Nel 2015 i provvedimenti di commissariamento sono stati 47 e in 4 casi si è trattato di gestioni straordinarie in conseguenza di comportamenti illeciti di matrice corruttiva; poi, 7 misure di sostegno e monitoraggio per episodi di illegalità ritenuti meno radicati in seno all’impresa incriminata, e infine 36 gestioni straordinarie a seguito di interdittive antimafia, che però hanno fatto registrare esperienze applicative “non sempre positive” quando si è trattato di imprese di grandi dimensioni “titolari di plurimi appalti”. Il presidente dell’Autorità, Raffaele Cantone, nel suo intervento ha comunque voluto sottolineare: “I rischi e le preoccupazioni da qualcuno paventati circa un utilizzo indebito dell’istituto del commissariamento si sono rivelati oggettivamente infondati alla luce delle esperienze applicative che hanno, fra l’altro, consentito di consolidare ulteriormente il circuito collaborativo, avviato sin dall’inizio, con il Ministero dell’Interno e con le Prefetture”. Cantone ha inoltre ricordato che a fine 2015, l’Anac si è dovuta cimentare anche con l’estensione dell’istituto del commissariamento al settore sanitario, “nuovo fronte aperto dal legislatore”, e già pochi giorni dopo l’introduzione di tale novità ha proposto al Prefetto di Roma il commissariamento dell’Ospedale Israelitico, “a seguito dei gravi fatti illeciti emersi in sede penale a carico dei suoi amministratori”. “Siamo consapevoli di quali sono i nostri ambiti di intervento e cosa non vogliamo né dobbiamo essere” e “non siamo un`Autorità che vuole fare il gendarme nei confronti della pubblica amministrazione e delle stazioni appaltanti, né intendiamo arrogarci compiti non nostri”.
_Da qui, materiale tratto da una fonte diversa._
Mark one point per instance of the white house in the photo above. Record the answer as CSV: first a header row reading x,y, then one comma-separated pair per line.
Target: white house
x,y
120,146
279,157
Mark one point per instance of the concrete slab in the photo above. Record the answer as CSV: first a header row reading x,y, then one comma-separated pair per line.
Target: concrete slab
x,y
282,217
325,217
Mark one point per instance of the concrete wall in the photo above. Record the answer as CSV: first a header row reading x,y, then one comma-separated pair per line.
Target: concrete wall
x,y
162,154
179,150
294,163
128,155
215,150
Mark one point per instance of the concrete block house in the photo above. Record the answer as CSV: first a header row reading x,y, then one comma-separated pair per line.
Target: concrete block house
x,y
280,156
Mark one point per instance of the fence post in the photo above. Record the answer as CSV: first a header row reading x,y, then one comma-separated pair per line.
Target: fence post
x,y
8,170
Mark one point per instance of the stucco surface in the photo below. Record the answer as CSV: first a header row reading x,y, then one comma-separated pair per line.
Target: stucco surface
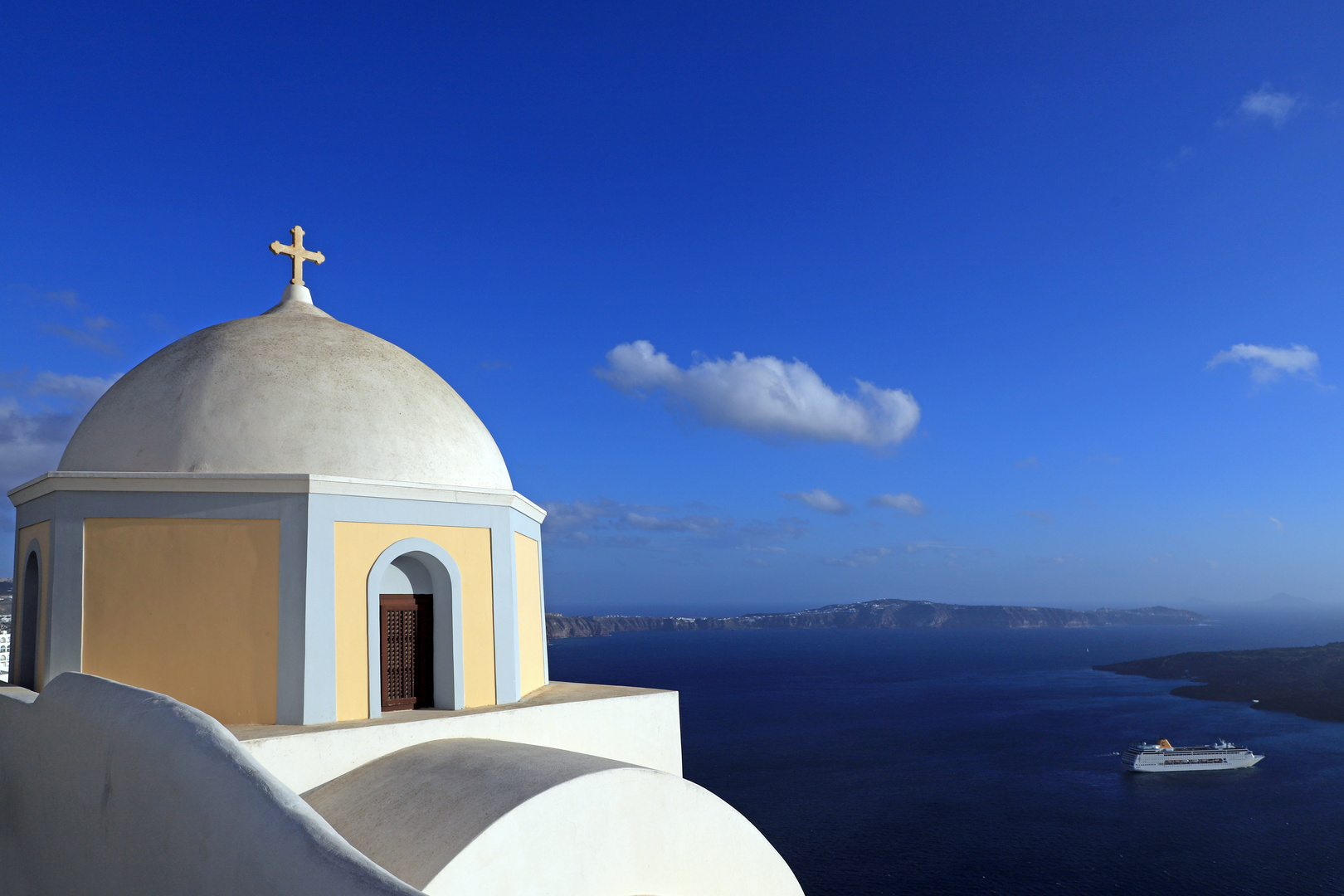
x,y
626,724
288,391
186,607
119,791
496,817
531,616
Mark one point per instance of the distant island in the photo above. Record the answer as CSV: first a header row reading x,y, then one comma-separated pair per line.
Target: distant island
x,y
1307,681
877,614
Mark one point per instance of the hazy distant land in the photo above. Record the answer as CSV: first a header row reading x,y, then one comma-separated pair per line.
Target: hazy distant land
x,y
1308,681
878,614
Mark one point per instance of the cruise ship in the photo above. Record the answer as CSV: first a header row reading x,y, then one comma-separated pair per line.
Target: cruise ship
x,y
1163,757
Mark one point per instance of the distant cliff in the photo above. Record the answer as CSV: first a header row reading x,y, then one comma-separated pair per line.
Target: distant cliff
x,y
878,614
1308,681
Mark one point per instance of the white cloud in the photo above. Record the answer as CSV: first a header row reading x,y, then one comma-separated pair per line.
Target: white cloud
x,y
32,438
85,388
819,500
902,501
569,520
1265,104
860,558
767,397
1269,363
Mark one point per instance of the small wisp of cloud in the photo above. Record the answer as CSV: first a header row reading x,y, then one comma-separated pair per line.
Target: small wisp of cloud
x,y
819,500
901,501
765,397
88,336
1269,105
38,416
1269,363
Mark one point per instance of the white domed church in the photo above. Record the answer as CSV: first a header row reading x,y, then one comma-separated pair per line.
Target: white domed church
x,y
280,627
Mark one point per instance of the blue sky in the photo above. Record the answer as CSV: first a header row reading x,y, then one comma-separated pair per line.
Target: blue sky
x,y
773,305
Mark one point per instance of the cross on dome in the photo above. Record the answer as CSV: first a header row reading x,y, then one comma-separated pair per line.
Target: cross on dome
x,y
297,253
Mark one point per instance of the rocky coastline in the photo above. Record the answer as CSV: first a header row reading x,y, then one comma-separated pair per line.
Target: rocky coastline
x,y
1307,681
877,614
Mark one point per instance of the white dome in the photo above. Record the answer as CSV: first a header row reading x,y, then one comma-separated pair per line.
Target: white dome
x,y
290,391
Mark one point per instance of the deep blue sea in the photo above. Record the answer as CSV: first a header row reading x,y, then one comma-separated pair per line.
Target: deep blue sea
x,y
981,762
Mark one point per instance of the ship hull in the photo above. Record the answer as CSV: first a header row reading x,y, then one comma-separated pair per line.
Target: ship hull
x,y
1149,763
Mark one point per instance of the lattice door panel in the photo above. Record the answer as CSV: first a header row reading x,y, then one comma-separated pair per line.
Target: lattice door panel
x,y
407,645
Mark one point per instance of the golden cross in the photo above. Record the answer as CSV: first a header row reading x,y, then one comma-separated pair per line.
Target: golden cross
x,y
299,254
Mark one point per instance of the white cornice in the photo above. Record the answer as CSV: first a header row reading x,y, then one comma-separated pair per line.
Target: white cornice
x,y
269,484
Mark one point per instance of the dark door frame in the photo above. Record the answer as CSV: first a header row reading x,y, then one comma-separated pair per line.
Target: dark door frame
x,y
422,645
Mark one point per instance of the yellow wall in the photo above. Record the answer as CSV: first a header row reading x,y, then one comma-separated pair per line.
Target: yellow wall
x,y
358,547
188,609
42,533
531,626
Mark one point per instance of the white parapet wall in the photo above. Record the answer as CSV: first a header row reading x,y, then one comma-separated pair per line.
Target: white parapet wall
x,y
113,790
633,726
121,791
535,820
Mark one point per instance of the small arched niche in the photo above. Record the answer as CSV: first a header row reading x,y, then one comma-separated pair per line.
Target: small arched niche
x,y
24,641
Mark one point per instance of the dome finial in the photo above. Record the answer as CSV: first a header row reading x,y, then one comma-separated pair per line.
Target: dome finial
x,y
297,253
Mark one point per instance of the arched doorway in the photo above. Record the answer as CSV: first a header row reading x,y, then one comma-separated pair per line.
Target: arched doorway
x,y
26,638
420,567
407,635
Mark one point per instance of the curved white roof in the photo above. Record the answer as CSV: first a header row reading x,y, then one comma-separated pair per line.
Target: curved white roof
x,y
290,391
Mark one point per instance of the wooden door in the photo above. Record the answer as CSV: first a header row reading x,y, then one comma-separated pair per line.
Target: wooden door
x,y
407,633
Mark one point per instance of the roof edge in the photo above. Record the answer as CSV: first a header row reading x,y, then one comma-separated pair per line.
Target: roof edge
x,y
269,484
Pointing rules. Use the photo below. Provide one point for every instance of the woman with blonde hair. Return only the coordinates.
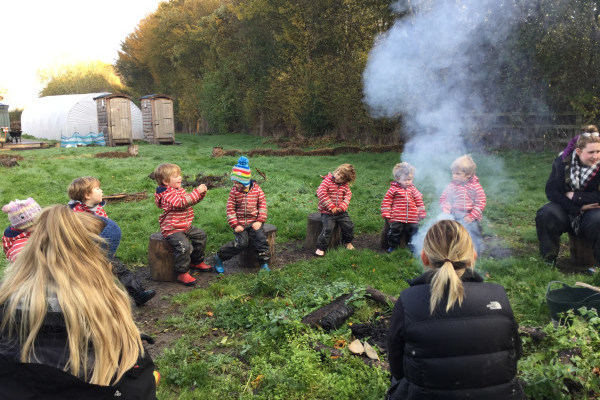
(64, 322)
(452, 336)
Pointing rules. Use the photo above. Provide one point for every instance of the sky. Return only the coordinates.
(38, 35)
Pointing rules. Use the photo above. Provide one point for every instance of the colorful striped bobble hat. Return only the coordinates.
(22, 213)
(241, 171)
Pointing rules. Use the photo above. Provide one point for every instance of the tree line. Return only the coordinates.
(294, 67)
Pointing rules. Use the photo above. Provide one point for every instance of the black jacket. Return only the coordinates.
(559, 183)
(470, 352)
(47, 380)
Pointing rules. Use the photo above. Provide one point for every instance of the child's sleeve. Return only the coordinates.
(323, 195)
(262, 206)
(231, 214)
(418, 199)
(386, 204)
(479, 202)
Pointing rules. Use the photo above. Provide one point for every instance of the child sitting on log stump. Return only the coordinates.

“Non ci compete, infatti – ha sottolineato – di scoprire la corruzione, essendo tale incombente riservato alle Procure della Repubblica. Con esse, è scontata ed in corso una leale cooperazione tra istituzioni che restano, però, distinte ed autonome; non appena emerge anche solo il fumus di una notizia di reato, gli atti vengono trasmessi alle Procure, con cui collaboriamo alle indagini, se richiesto, mettendo in campo il nostro know-how tecnico-giuridico, soprattutto in materia di appalti”.
“Non siamo, però – ha anche avvertito Cantone – un`Autorità che vuole soltanto effettuare controlli ex post, eventualmente portati a termine quando ormai sono poco utili. Stiamo, invece, sperimentando un ruolo che ci consente, mantenendo in pieno l`indipendenza, di lavorare fianco a fianco con le amministrazioni, per evitare che errori o irregolarità si possano tradurre in fatti di maladministration o di vera e propria corruzione e lo stiamo facendo, come abbiamo visto, con le varie attività di vigilanza sempre più di tipo collaborativo e con quella funzione paraconsultiva che rappresenta una parte significativa del nostro impegno quotidiano”.